In questi casi i genitori sono drasticamente riportati alla realtà e obbligati a una più attenta analisi della loro storia. Il timore di essere colpevoli del malessere del bambino può rappresentare motivo di forte angoscia e negazione del problema al fine di poter reiterare i proprio modelli interiorizzati e confermare la rappresentazione di sé e dell’altro che si hanno.

Pertanto, anche nella genitorialità bisogna fare lo sforzo di dividere ciò che è passato dal presente, riconoscere il figlio come altro da sé abbandonando aspettative irrealistiche su di lui e sulla relazione, al fine di non saturare lo spazio mentale necessario a cogliere i bisogni e le esperienze dell’altro.

“Per crescere figli sereni siate giardinieri e non falegnami.

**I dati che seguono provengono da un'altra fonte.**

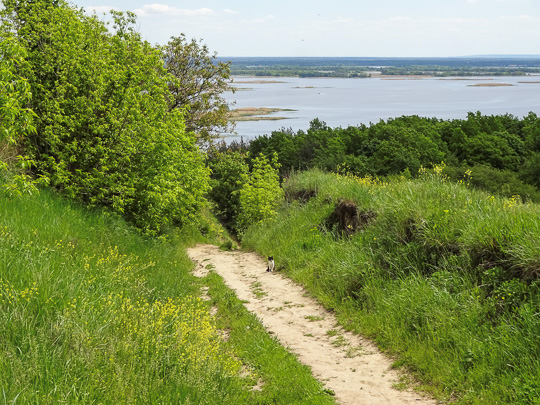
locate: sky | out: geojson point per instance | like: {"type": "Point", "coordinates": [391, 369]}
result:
{"type": "Point", "coordinates": [340, 28]}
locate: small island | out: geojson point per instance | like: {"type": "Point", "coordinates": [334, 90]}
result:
{"type": "Point", "coordinates": [256, 114]}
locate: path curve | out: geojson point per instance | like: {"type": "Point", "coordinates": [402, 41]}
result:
{"type": "Point", "coordinates": [348, 364]}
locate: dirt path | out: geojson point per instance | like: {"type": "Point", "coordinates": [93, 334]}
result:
{"type": "Point", "coordinates": [347, 364]}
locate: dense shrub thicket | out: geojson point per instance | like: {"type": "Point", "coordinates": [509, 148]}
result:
{"type": "Point", "coordinates": [104, 133]}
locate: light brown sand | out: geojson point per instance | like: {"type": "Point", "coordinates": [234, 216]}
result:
{"type": "Point", "coordinates": [348, 364]}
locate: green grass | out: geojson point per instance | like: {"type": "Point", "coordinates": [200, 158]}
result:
{"type": "Point", "coordinates": [443, 277]}
{"type": "Point", "coordinates": [91, 312]}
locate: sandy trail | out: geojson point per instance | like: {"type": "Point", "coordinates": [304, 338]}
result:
{"type": "Point", "coordinates": [349, 365]}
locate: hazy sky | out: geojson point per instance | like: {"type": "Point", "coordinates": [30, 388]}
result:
{"type": "Point", "coordinates": [341, 27]}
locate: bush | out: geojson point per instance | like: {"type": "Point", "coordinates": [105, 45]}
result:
{"type": "Point", "coordinates": [104, 133]}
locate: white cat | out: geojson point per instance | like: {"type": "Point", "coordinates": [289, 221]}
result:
{"type": "Point", "coordinates": [271, 264]}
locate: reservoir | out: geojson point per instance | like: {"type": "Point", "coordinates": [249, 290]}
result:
{"type": "Point", "coordinates": [351, 102]}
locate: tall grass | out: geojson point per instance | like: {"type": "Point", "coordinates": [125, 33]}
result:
{"type": "Point", "coordinates": [442, 276]}
{"type": "Point", "coordinates": [90, 312]}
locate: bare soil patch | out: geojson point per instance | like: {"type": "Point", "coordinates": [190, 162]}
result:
{"type": "Point", "coordinates": [349, 365]}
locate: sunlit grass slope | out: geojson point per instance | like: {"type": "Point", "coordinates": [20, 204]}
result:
{"type": "Point", "coordinates": [90, 312]}
{"type": "Point", "coordinates": [442, 276]}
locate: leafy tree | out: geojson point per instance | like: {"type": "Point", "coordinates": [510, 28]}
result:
{"type": "Point", "coordinates": [104, 132]}
{"type": "Point", "coordinates": [16, 119]}
{"type": "Point", "coordinates": [260, 196]}
{"type": "Point", "coordinates": [229, 174]}
{"type": "Point", "coordinates": [199, 82]}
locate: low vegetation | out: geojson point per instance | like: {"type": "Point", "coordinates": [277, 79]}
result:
{"type": "Point", "coordinates": [443, 277]}
{"type": "Point", "coordinates": [92, 312]}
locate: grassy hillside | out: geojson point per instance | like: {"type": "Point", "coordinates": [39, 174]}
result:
{"type": "Point", "coordinates": [443, 277]}
{"type": "Point", "coordinates": [90, 312]}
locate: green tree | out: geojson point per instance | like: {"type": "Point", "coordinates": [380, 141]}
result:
{"type": "Point", "coordinates": [229, 174]}
{"type": "Point", "coordinates": [200, 80]}
{"type": "Point", "coordinates": [261, 195]}
{"type": "Point", "coordinates": [104, 132]}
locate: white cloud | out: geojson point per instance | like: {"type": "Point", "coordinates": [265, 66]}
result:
{"type": "Point", "coordinates": [99, 9]}
{"type": "Point", "coordinates": [156, 8]}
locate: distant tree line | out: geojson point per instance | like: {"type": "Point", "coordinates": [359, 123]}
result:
{"type": "Point", "coordinates": [502, 153]}
{"type": "Point", "coordinates": [361, 67]}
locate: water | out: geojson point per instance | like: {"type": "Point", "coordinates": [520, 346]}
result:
{"type": "Point", "coordinates": [346, 102]}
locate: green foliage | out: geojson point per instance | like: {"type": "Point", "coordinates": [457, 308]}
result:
{"type": "Point", "coordinates": [199, 81]}
{"type": "Point", "coordinates": [16, 119]}
{"type": "Point", "coordinates": [229, 174]}
{"type": "Point", "coordinates": [261, 194]}
{"type": "Point", "coordinates": [92, 312]}
{"type": "Point", "coordinates": [503, 145]}
{"type": "Point", "coordinates": [105, 134]}
{"type": "Point", "coordinates": [505, 183]}
{"type": "Point", "coordinates": [442, 276]}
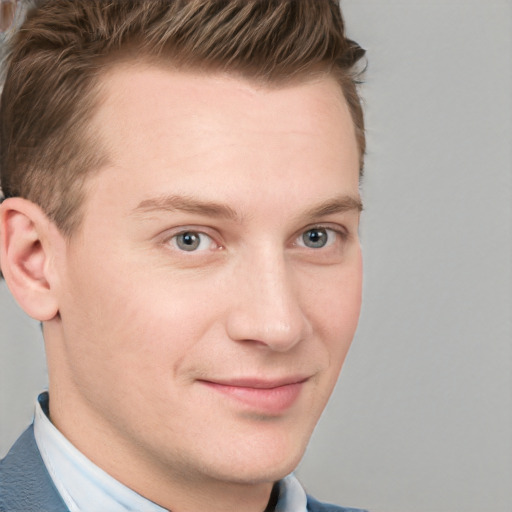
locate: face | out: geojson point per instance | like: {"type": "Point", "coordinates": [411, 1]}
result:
{"type": "Point", "coordinates": [210, 296]}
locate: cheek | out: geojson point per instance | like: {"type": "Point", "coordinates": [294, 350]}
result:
{"type": "Point", "coordinates": [336, 304]}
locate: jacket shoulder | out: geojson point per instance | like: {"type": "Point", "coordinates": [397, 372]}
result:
{"type": "Point", "coordinates": [317, 506]}
{"type": "Point", "coordinates": [25, 485]}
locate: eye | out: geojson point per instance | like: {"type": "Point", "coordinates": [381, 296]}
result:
{"type": "Point", "coordinates": [192, 241]}
{"type": "Point", "coordinates": [317, 238]}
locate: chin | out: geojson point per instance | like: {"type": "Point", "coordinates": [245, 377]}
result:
{"type": "Point", "coordinates": [262, 460]}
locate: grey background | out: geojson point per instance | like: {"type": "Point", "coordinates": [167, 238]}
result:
{"type": "Point", "coordinates": [421, 420]}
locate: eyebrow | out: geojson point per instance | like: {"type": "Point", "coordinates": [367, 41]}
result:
{"type": "Point", "coordinates": [172, 203]}
{"type": "Point", "coordinates": [339, 204]}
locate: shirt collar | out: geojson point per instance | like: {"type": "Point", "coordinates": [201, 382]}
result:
{"type": "Point", "coordinates": [85, 487]}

Il falegname modella a seconda del suo volere, il giardiniere cura la pianta e le permette di crescere al meglio.”
Anna Oliverio Ferraris

 

Riferimenti Bibliografici

  • Anna Maria Nicolò Corigliano, “Capacità di riparazione e genitorialità”, in Interazioni, op. cit., pag. 30;
  • Maurizio Andolfi, “La terapia con la famiglia”, Astrolabio, Roma, 1977;
  • Maurizio Andolfi, “Il bambino nella terapia familiare”, Franco Angeli, 2010;
  • Diana Norsa e Giulio Cesare Zavattini, “Psicodinamica degli affetti nella coppia genitoriale e relazione con il figlio: rappresentazioni e interazioni”;
  • Minuchin,  “Famiglie e terapia della famiglia”, Astrolabio, Roma, 1976.
  • Anna Halton e Jeanne Magagna, “Uno spazio per i genitori”, capitolo 6 del libro Psicoterapia familiare. Un approccio psicoanalitico a cura di S. Box- B. Copley – J. Magagna – E. Moustaky.
  • Giannakoulas, “Corteggiamento, innamoramento, amore e genitorialità” in Curare la relazione, Franco Angeli, Milano, 1996.